Compiling an Operator to Generate the Kernel Package

  1. Prepare the operator information file to be dumped. Currently, there are two methods to dump the operator .json file. Choose one as required.
    • When using Python APIs of PyTorch for programming, you can dump the operator .json file by calling the Ascend PyTorch Profiler API. For details, see "Other Collection Methods > Profile Data Collection with PyTorch Framework APIs > Ascend PyTorch Profiler APIs" in Performance Tuning Tool User Guide .
      1. Use the Ascend PyTorch Profiler API to enable profile data collection during PyTorch-based training.

        Before training, enable the operator information statistics function in the extended option experimental_config, that is, set record_op_args to True.

      2. View the result file of profile data collected during PyTorch-based training.

        After the training is complete, the dumped operator .json file is stored in the {worker_name}_{timestamp}_ascend_pt_op_args/{pid} directory by default.

    • When using the AscendCL C++ APIs for programming, you can use the aclopStartDumpArgs and aclopStopDumpArgs APIs to dump the operator statistics file to a specified directory.
  2. In any directory, run the corresponding command as the running user (for example, HwHiAiUser) to compile the operator:

    Command example of compilation (default mode):

    op_compiler --op_params_dir=<dump_dir>  --soc_version=<soc_version> --log=info --job=128 --output=<output_dir>
    op_compiler -p <dump_dir>  -v <soc_version> -l info -j 128 -o <output_dir>

    Command example of compilation (tuning mode):

    op_compiler --op_params_dir=<dump_dir>  --soc_version=<soc_version> --log=info --job=128 --compile_mode=tune --output=<output_dir>
    op_compiler -p <dump_dir>  -v <soc_version> -l info -j 128 -m tune -o <output_dir>
    • --op_params_dir: -p for short. This option is required, and specifies the absolute or relative path where the operator information file exported by the dump tool is stored.
    • --soc_version: -v for short. This option is required when the operator compilation function is performed, and specifies the model of the AI processor during operator compilation.

      If the soc_version of the current device cannot be determined, run the npu-smi info command on the server where the NPU driver package is installed and add Ascend before the obtained value of Name. For example, if the value of Name is xxxyy, the actual soc_version is Ascendxxxyy.

    • --log: -l for short. This option is optional and specifies the log level during operator compilation. It can be set to debug, info, warning, error, or null (default).
    • --job: -j for short. This option is optional and specifies the number of working processes during compilation. The minimum value is 1 and the default value is 16.
    • --compile_mode: -m for short. This option is optional and can be set to tune, indicating that the tuning mode is enabled and the tuning and compilation process is executed. When this option is not used, the default compilation process is executed.
    • --output: -o for short. This option is optional, and specifies the absolute or relative path and name of the output installation package, for example, xxx/xxx/xxx.run. If no path is specified, the installation package is generated in the current path. If no package name is specified, the default name static_kernel_${datatime}.run is used.

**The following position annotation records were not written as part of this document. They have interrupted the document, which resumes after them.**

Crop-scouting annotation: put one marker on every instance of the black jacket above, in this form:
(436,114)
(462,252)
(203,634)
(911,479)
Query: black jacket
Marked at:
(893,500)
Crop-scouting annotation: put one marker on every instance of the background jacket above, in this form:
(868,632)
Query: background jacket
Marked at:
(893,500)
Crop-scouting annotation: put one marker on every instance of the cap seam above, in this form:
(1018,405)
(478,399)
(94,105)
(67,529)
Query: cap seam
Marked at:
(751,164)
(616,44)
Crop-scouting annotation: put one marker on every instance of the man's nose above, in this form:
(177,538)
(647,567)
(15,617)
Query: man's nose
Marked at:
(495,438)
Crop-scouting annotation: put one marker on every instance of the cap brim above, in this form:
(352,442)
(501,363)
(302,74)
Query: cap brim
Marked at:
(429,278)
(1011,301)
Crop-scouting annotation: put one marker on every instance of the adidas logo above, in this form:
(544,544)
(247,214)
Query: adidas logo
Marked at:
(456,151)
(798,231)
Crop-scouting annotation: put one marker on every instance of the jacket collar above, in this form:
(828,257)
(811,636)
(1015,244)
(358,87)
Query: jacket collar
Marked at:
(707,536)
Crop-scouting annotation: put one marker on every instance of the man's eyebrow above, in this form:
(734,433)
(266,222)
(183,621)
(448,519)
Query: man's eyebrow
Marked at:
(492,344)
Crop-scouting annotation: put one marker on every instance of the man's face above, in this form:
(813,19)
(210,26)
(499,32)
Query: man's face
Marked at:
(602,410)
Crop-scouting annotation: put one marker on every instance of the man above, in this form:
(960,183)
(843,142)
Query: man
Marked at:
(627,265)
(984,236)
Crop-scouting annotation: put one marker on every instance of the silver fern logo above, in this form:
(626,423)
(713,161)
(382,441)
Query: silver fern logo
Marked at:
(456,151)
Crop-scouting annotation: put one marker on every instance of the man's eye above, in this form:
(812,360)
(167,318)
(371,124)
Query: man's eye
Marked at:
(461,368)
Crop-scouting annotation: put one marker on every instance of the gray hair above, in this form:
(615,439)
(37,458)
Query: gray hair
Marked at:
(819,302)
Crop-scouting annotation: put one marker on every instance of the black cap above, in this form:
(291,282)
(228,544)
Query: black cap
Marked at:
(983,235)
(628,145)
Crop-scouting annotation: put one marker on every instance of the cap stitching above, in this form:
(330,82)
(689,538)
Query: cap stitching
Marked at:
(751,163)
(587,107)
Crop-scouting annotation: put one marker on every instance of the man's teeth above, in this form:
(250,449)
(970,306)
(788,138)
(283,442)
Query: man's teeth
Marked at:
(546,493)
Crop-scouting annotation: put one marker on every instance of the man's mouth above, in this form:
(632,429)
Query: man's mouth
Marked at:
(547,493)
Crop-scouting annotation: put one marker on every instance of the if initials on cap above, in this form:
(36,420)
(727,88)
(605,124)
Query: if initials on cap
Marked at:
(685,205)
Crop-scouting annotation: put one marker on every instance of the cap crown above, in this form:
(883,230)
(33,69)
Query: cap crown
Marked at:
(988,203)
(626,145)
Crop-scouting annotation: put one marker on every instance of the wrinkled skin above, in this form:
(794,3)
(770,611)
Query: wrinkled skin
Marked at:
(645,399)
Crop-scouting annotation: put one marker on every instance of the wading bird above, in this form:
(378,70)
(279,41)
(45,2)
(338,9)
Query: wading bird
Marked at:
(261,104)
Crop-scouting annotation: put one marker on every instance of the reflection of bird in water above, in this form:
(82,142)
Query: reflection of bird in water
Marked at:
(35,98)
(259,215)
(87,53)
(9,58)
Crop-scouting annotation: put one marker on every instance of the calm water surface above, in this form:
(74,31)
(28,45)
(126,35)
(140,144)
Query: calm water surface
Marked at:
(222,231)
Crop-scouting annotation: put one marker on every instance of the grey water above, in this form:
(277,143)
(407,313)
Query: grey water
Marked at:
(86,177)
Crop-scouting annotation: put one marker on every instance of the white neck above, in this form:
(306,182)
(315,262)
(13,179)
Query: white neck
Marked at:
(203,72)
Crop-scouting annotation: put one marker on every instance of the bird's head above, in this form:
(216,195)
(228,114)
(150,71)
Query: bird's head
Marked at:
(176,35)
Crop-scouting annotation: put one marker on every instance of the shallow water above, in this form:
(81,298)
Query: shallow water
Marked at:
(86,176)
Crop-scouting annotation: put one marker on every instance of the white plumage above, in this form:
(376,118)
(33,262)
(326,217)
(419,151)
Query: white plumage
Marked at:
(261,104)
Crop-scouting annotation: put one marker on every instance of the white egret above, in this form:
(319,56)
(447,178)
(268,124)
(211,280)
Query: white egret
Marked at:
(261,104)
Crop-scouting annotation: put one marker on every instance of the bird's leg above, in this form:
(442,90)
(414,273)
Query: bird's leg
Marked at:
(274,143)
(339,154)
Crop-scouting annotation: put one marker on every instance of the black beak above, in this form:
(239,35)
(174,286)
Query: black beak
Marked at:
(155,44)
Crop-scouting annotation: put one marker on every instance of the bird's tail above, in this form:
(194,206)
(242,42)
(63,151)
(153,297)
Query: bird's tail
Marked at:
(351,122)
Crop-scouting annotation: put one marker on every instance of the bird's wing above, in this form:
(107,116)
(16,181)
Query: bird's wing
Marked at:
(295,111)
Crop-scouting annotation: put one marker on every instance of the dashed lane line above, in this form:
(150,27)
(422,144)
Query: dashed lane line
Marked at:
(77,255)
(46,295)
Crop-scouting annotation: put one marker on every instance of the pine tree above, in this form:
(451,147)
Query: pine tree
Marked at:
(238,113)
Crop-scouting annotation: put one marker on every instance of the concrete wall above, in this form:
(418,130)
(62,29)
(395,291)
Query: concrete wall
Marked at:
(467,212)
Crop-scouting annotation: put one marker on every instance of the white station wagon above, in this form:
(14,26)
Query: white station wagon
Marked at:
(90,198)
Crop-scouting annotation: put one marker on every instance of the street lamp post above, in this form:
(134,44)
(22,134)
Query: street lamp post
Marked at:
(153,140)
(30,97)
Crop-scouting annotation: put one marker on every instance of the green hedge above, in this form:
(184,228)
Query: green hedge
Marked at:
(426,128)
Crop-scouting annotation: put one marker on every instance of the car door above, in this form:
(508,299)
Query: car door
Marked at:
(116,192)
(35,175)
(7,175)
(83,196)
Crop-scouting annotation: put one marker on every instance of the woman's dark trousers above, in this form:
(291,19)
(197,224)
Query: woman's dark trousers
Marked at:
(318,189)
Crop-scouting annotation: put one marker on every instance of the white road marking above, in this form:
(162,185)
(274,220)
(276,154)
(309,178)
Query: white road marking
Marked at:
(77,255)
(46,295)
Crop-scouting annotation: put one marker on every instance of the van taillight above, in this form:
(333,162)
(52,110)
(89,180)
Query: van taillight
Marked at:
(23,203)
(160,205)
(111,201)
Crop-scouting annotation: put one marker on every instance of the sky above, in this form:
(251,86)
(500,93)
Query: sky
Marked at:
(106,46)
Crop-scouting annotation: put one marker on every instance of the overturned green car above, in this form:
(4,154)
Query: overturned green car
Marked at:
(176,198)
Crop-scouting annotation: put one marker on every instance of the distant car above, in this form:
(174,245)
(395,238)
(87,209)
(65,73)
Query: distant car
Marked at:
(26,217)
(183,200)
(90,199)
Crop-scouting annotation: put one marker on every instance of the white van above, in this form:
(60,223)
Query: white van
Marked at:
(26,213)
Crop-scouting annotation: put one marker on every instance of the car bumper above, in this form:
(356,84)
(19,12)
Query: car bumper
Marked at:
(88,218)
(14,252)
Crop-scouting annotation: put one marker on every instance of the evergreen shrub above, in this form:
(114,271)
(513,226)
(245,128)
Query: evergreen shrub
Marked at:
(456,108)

    For details about all options supported by the tool, see Command-Line Options.

    If you see information similar to the following, the compilation is successful.

    1
    generate run package static_kernel_${datatime}.run success
    

You can use --count and -p together to count the number of operator information .json files in the directory specified by -p.

An example is as follows.

op_compiler -p <dump_dir> --count

Operation information can be dumped only for dynamic shapes. After the static kernel package is installed, the information of the corresponding operator will not be dumped. If the network is adjusted, you can check whether the static kernel package matches the current network by comparing the number of dumped .json files before and after the adjustment.

That is, perform the dump operation before and after the network adjustment and then use the --count option to count the number of .json files generated after the dump operation. If the count after the adjustment is greater than that before the adjustment, some operators in the static kernel package no longer match the current network. In this case, you can choose either of the following methods:

  • Uninstall the static kernel package, perform the dump operation again, and compile and install the new static kernel package.
  • Use the current static kernel package still. In this case, a dynamic process is started for unmatched operators, and performance improvement cannot be achieved.